Agile is a really useful state of mind, an important tilt to discipline.  It assumes requirements and development volatility.  It acknowledges development challenges.  But what it should do is recognize the impossibility of applications design and development because no one completely understands the problems software applications are designed solve, or the best ways to develop such applications.  Can we just admit that we don’t know how to build perfect or even near-perfect applications?  That applications – like vaccines – improve over (sometimes long periods of) time?  That rapid anything is just next another step toward an illusionary final destination?  All of the methods, tools and techniques we’ve developed over the decades seek perfection or near-perfection, which are both unachievable.  But even worse is the aspiration of perfection, because constantly striving for an impossible result is expensive and demoralizing, among other unpleasant realities.  This is how methods, tools, techniques and frameworks get misunderstood and why they will continue to be misunderstood until we contextualize them as just steps toward “better” – without recriminations about why “better” just isn’t good enough, when “better” is just fine.
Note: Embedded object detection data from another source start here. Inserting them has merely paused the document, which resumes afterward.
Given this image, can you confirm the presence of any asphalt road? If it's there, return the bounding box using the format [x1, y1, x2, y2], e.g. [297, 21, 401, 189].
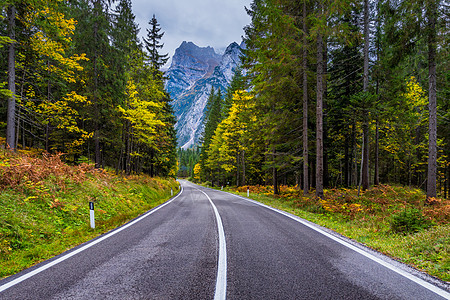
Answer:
[0, 181, 450, 300]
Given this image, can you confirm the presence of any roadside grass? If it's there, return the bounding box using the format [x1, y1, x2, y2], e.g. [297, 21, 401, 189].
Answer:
[224, 185, 450, 282]
[0, 149, 178, 278]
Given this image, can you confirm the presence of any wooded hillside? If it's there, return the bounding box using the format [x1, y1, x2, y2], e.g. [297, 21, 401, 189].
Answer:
[196, 0, 450, 198]
[0, 0, 176, 176]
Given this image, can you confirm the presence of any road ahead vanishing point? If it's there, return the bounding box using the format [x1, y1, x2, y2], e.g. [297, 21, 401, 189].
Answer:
[0, 181, 450, 300]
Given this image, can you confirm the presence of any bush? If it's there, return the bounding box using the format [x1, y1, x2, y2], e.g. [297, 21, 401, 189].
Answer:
[391, 208, 430, 234]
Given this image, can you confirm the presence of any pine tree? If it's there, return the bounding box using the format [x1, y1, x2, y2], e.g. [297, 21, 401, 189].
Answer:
[144, 15, 169, 70]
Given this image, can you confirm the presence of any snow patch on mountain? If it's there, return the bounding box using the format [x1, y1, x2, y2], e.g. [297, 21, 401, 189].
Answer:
[166, 42, 242, 149]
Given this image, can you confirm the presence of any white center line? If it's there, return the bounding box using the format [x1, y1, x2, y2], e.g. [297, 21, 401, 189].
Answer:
[0, 186, 183, 292]
[197, 189, 227, 300]
[222, 192, 450, 299]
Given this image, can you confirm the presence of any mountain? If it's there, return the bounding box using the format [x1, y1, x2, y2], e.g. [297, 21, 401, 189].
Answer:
[166, 42, 242, 149]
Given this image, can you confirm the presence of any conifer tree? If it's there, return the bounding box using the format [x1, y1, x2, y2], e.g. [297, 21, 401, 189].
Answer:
[144, 15, 169, 70]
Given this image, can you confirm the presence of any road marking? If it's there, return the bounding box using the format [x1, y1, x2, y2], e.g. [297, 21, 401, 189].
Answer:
[223, 192, 450, 299]
[195, 188, 227, 300]
[0, 186, 183, 292]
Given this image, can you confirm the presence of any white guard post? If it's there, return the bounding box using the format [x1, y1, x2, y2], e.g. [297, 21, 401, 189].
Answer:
[89, 202, 95, 229]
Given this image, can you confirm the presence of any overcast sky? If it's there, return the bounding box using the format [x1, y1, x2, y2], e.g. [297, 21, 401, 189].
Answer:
[132, 0, 251, 66]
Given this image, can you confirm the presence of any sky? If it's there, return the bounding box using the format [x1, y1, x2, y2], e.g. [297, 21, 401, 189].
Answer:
[132, 0, 251, 66]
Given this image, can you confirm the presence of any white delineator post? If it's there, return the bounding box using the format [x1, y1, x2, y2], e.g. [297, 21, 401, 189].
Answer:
[89, 202, 95, 229]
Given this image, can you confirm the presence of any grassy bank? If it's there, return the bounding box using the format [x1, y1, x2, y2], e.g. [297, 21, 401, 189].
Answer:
[0, 149, 178, 278]
[225, 185, 450, 282]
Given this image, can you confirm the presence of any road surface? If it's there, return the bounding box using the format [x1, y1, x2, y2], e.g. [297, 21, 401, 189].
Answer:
[0, 181, 450, 300]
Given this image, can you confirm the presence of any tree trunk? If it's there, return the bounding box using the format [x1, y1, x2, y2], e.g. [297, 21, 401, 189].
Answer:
[427, 0, 437, 199]
[316, 25, 323, 198]
[6, 5, 16, 151]
[362, 0, 370, 190]
[302, 1, 309, 195]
Agile should not be a CPA exam – a set of precise steps that must be followed to completion.  The problem with Agile, SCRUM and DevOps – and all abstract solutions – is that expectations are always set way too high and the goals are therefore always impossible to achieve.  Requirements management and applications development are just parts of a continuous journey, not the destination, because there is no final destination.  Each step is just a step in the journey to understand ever-changing requirements, and develop software applications that satisfy additional requirements that over time – sometimes long periods of time – might approximate improvement.  If Agile can reinvent itself this way, then it might help the always-chaotic, always imprecise and always too expensive requirements management and software development process.  If it remains a complicated formula unto itself it will remain misunderstood and ineffective. Agile should be a strategic commitment to incremental discipline, not a tactical playbook. Agile should be top down, not bottom up. Companies that adopt “strategic Agile” can improve development, but companies that insist upon “tactical Agile” will fail more often than they succeed. Maybe “masters” should be architects, not engineers.